Sospechan de todo aquel que no ha sido capaz de llegar a tener mucho. Y se ríen de quienes creen en el trabajo honrado como fuente de riqueza. De los pobres, piensan que son frutos de una vocación extravagante.

Los millonarios encuentran más entretenido subir el Everest que participar en una elección, construir centrales eléctricas que asistir a sesiones parlamentarias, comprar jueces que redactar leyes, arrendar curas que ir a misa. Y gozan mirando hacia abajo a todos los demás, sintiendo que nadie la tiene más grande.

Gustan de tomar café con autoridades judiciales y gozan ridiculizándolas, disculpándose por la bajeza de haberlo hecho. A sus hijos ya no los envían a las academias militares, sino a universidades norteamericanas o europeas, o, si la cabeza no dio para tanto, a vivir en un departamento de la Quinta Avenida y a frecuentar los restaurantes de las actrices de Sex and the City, en «New York».

Un millonario promedio tiene el convencimiento que la Tierra da para mucho más aún, y de los agoreros que anuncian calamidades por la sobreexplotación de los recursos naturales del planeta, dicen que piensan así sólo hasta que comienzan a ganar dinero.

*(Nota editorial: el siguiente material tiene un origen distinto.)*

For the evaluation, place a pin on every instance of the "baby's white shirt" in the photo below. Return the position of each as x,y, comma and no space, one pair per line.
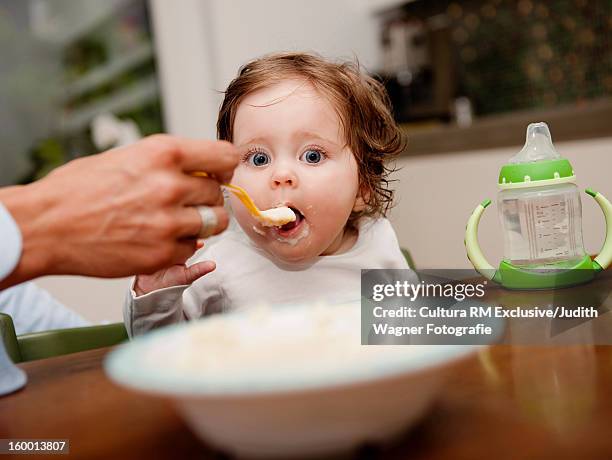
246,276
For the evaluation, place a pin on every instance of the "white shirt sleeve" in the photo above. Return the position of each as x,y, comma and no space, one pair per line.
10,243
33,309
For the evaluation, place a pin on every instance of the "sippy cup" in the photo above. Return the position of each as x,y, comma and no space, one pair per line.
541,215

Es que los millonarios tienen desarrollada una alexitimia, producto de haber nacido en el desangelado mundo de los negocios en donde los sentimientos no cuentan. Duros, cicateros, intransigentes, resulta una curiosidad encontrar un millonario gustoso de la cumbia, del lomo vetado, de la declamación poética. Prefieren la información instantánea, el dato preciso, la decisión fría y, por sobre todo, llegar primero.

No ocultan sus sospechas de aquellos colegas millonarios que tienen esos ataques extraños, incomprensibles e innecesarios, que los hacen entrar a la arena política. La pregunta que se hacen en estos casos es: ¿para qué? Por eso no entienden ni van a entender a Sebastián Piñera en su aventura como presidente de la República. ¿Qué sentido tiene para un millonario encarnar la primera magistratura de la nación, si con mucho menos esfuerzo y problemas se pudieron tener como propios a sus antecesores y, sin duda, tendrán comiendo de su mano a cuantos le sucedan?